For the avoidance of doubt, this Section 6(b) does not affect any right the Licensor may have to seek remedies for Your violations of this Public License.

c. For the avoidance of doubt, the Licensor may also offer the Licensed Material under separate terms or conditions or stop distributing the Licensed Material at any time; however, doing so will not terminate this Public License.

d. Sections 1, 5, 6, 7, and 8 survive termination of this Public License.

Section 7 -- Other Terms and Conditions.

a. The Licensor shall not be bound by any additional or different terms or conditions communicated by You unless expressly agreed.

b. Any arrangements, understandings, or agreements regarding the Licensed Material not stated herein are separate from and independent of the terms and conditions of this Public License.

Section 8 -- Interpretation.

a. For the avoidance of doubt, this Public License does not, and shall not be interpreted to, reduce, limit, restrict, or impose conditions on any use of the Licensed Material that could lawfully be made without permission under this Public License.

b. To the extent possible, if any provision of this Public License is deemed unenforceable, it shall be automatically reformed to the minimum extent necessary to make it enforceable. If the provision cannot be reformed, it shall be severed from this Public License without affecting the enforceability of the remaining terms and conditions.

c. No term or condition of this Public License will be waived and no failure to comply consented to unless expressly agreed to by the Licensor.

d. Nothing in this Public License constitutes or may be interpreted as a limitation upon, or waiver of, any privileges and immunities that apply to the Licensor or You, including from the legal processes of any jurisdiction or authority.
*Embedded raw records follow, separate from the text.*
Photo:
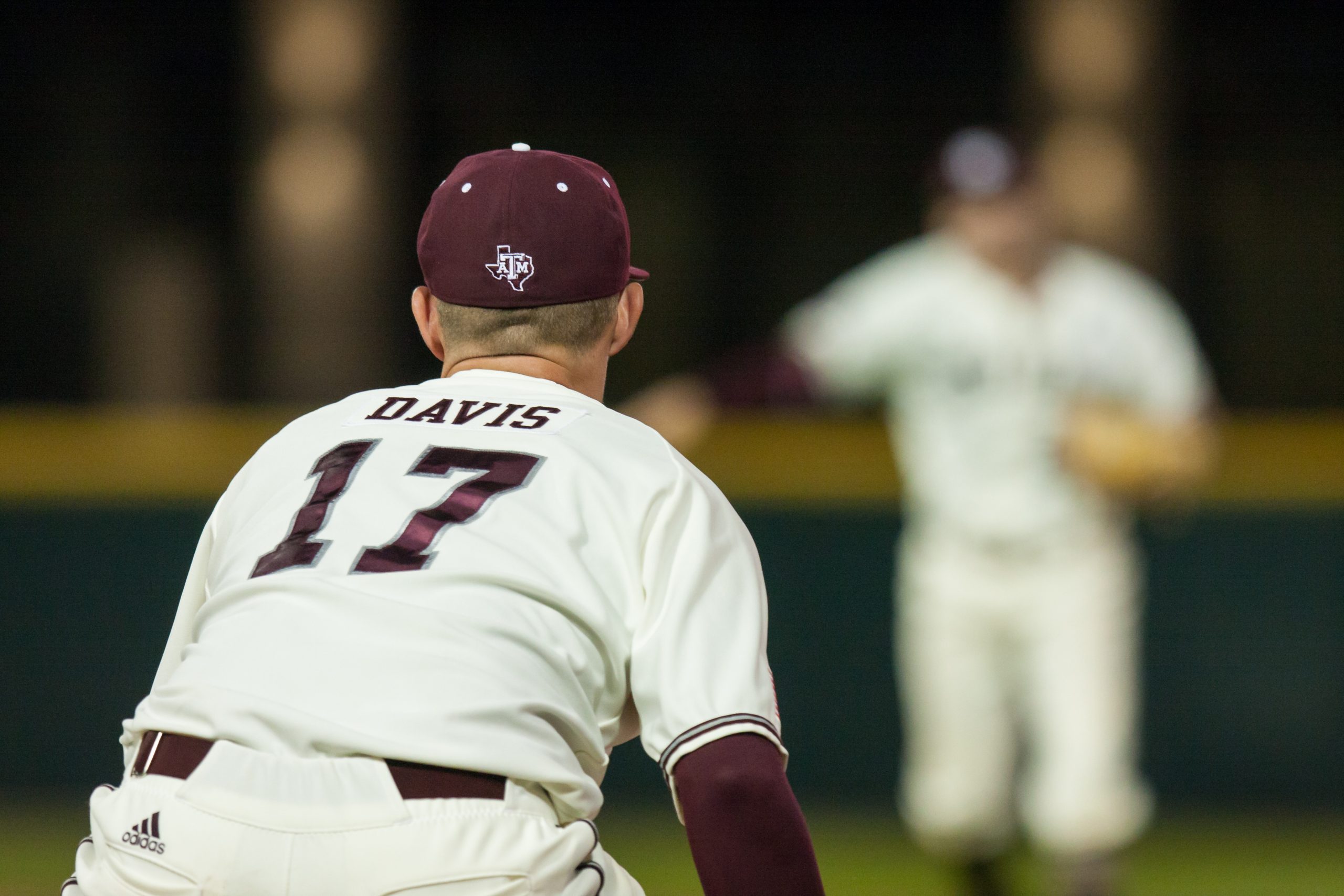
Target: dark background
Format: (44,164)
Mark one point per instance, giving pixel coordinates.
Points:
(777,144)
Creative Commons is not a party to its public licenses. Notwithstanding, Creative Commons may elect to apply one of its public licenses to material it publishes and in those instances will be considered the “Licensor.” The text of the Creative Commons public licenses is dedicated to the public domain under the CC0 Public Domain Dedication. Except for the limited purpose of indicating that material is shared under a Creative Commons public license or as otherwise permitted by the Creative Commons policies published at creativecommons.org/policies, Creative Commons does not authorize the use of the trademark "Creative Commons" or any other trademark or logo of Creative Commons without its prior written consent including, without limitation, in connection with any unauthorized modifications to any of its public licenses or any other arrangements, understandings, or agreements concerning use of licensed material. For the avoidance of doubt, this paragraph does not form part of the public licenses.

Creative Commons may be contacted at creativecommons.org.